Кстати, читатели Вольтера не могли оценить и десятой доли убедительности предсмертной исповеди «добряка священника», ибо ведь Вольтер приписал, будто бы тот не у людей, а у бога просил прощения за то, что проповедовал христианство. У высшего, настоящего бога. Но в таком фальшивом свете вовсе уж не бескорыстным выглядит «добряк священник»: опасался, видно, наказания от бога на том свете, раз просил у бога прощения.

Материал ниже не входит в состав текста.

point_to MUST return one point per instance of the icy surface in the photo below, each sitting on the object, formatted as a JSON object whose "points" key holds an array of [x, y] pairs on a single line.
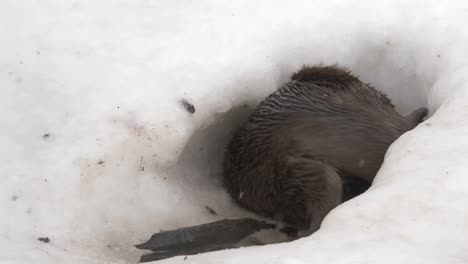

Логическая цельность и глубина решения, принятого Мелье, открывается, только если учитывать, какой это был крайний, воинствующий материалист — материалист не только в философской теории, но и в своих конкретных представлениях, реальных образах. Это, как позже у Ламеттри, материализм, доводимый до самого повседневного, самого обыденного. Воображение этих материалистов требовало реального образа небытия после смерти. Жан Мелье не мог мечтать о посмертной славе, — ему представлялось противоречивым как-либо вмешивать свое бытие в перспективу своего небытия. Он пишет не ради того, что будет, а потому что сейчас, когда он живет, природа истины и святая ненависть к обманщикам требуют, чтобы он их высказал. Он много раз заявляет, что ему абсолютно все равно, что скажут о нем хорошего или плохого после смерти. Материализм как бы помогает ему скрыться от противников, обмануть их. В этом-то и соль затеи сказать правду и скрыться в смерть. Ведь вот как звучит не последний аккорд, нет, последняя его нота, долгая, затихающая: «После всего сказанного пусть думают обо мне, пусть судят, говорят обо мне и делают все что угодно; я нисколько об этом не беспокоюсь. Пусть люди приспособляются и управляют собой, как им угодно; пусть они будут мудры или безумствуют, пусть будут добрыми или злыми, пусть после моей смерти говорят обо мне или делают со мной все что хотят, — мне до этого совсем нет дела. Я уже почти не принимаю участия в том, что происходит в мире. А мертвых, к которым я собираюсь, не тревожит уже ничто, их уже ничто не заботит. Этим ничтоя тут и кончу. Я сам уже и сейчас не многим больше, чем ничто, а вскоре я и в полном смысле буду ничто…»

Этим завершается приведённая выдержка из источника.